Normally, when you walk or run, your heel is the first part of your foot to strike the ground. As your body weight shifts to the middle of the foot, the arch of the foot naturally flattens out a bit. This flattening is called pronation. If your feet flatten more than normal, it?s called over-pronation or flat feet. Over-pronation can cause many problems, such as an Achilles tendon injury or heel pain. It may lead to knee problems.
Abnormal foot biomechanics usually causes over-use type injuries, occurring most frequently in runners. When a neutral foot pronates during walking or running, the lower leg, knee and thigh all rotate internally (medially). When an athlete with an overpronated foot runs, this rotation movement is exaggerated and becomes more marked.
Overpronation may have secondary effects on the lower legs, such as increased rotation of the tibia, which may result in lower leg or knee problems. Overpronation is usually associated with many overuse injuries in running including medial tibial stress syndrome, or shin splints, and knee pain Individuals with injuries typically have pronation movement that is about two to four degrees greater than that of those with no injuries. Between 40% and 50% of runners who overpronate do not have overuse injuries. This suggests that although pronation may have an effect on certain injuries, it is not the only factor influencing their development.

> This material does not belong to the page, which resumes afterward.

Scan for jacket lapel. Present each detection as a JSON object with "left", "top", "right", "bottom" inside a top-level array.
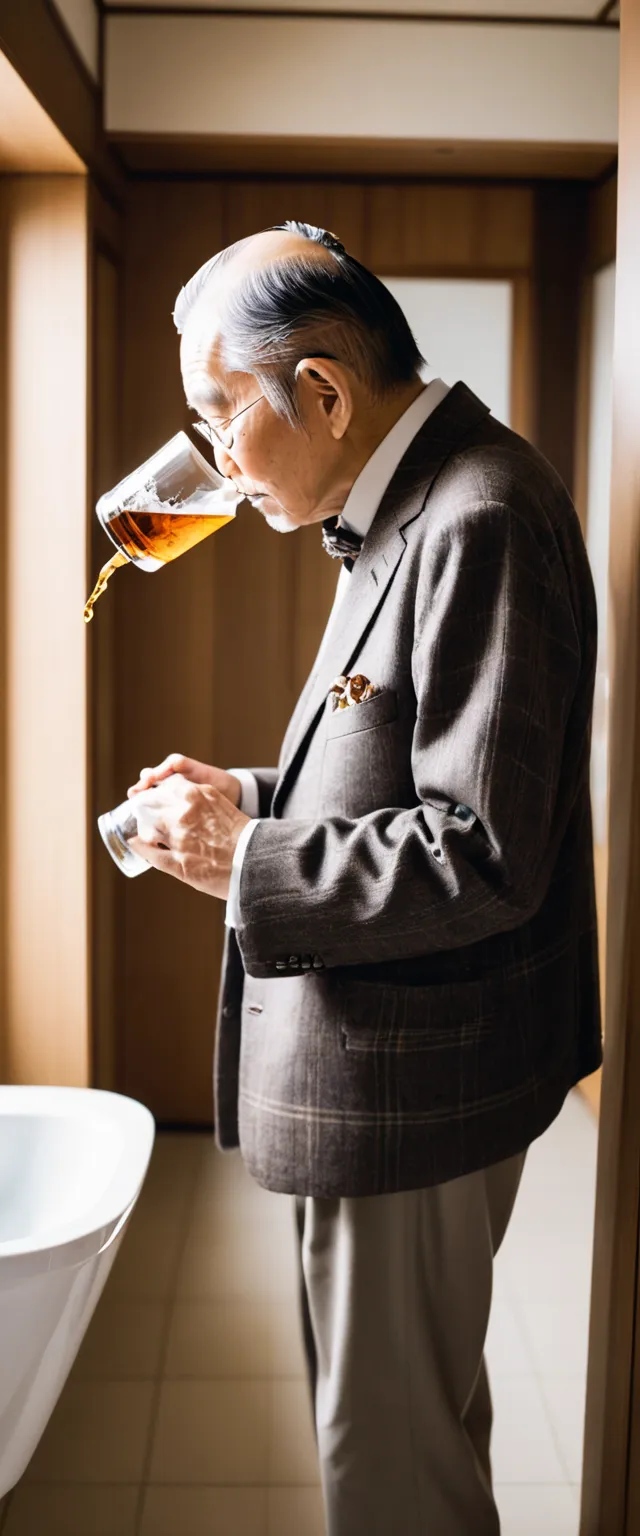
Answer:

Bunions, calluses and crooked toes may indicate alignment problems. So, it is important to ascertain the condition of a client’s toes. Check the big toe to determine if the first joint of the toe is swollen, has a callus or bunion, and/or looks as though it abducts (i.e., hallux valgus) rather than pointing straight ahead. Also, look to see if the lesser toes seem to “curl up” (i.e., the person has hammer or claw toes). This may be indicative of damage to, or inflexibility of the plantar fascia caused by excessive flattening of the foot.
Non Surgical Treatment
There are exercises that you can do to help deal with the effects and treat the cause. Obviously you can opt for an insert into your shoe either by way of your sports shop or go see a podiatrist. Like anything in your body that is not working correctly; you will have to manage your condition. Don’t put off dealing with the problem as it will manifest associated issues along the alignment and as far up as your neck. If it’s mild pronantion, I suggest running barefoot. If you can’t do this then don’t wear shoes at all at home or in the office as much as possible. Give your calf muscles a huge stretch everyday as these with the ligaments from the foot up to the muscle get tight and are linked to your pain. Loosen your calf muscles as much as possible. Great exercise is to sit barefoot with a marble on the floor in front of you. Grab the marble with your toes and try to hold it tight in the middle of the base of your foot. Ping pong balls and even golf balls work. Do this each night and combined with calf stretches you’ll start to correct the muscle alignment gradually in the foot. Put more attention into massaging your feet, standing with a good posture, stretching your feet, ankles and calf muscles. Lastly, if you are fat this will not help at all. You must lose weight swimming, cycling and eradicating sugar and fat from your diet. The added strain on the foot by being a fat body compounds the problems and inhibits corrective results that you are after.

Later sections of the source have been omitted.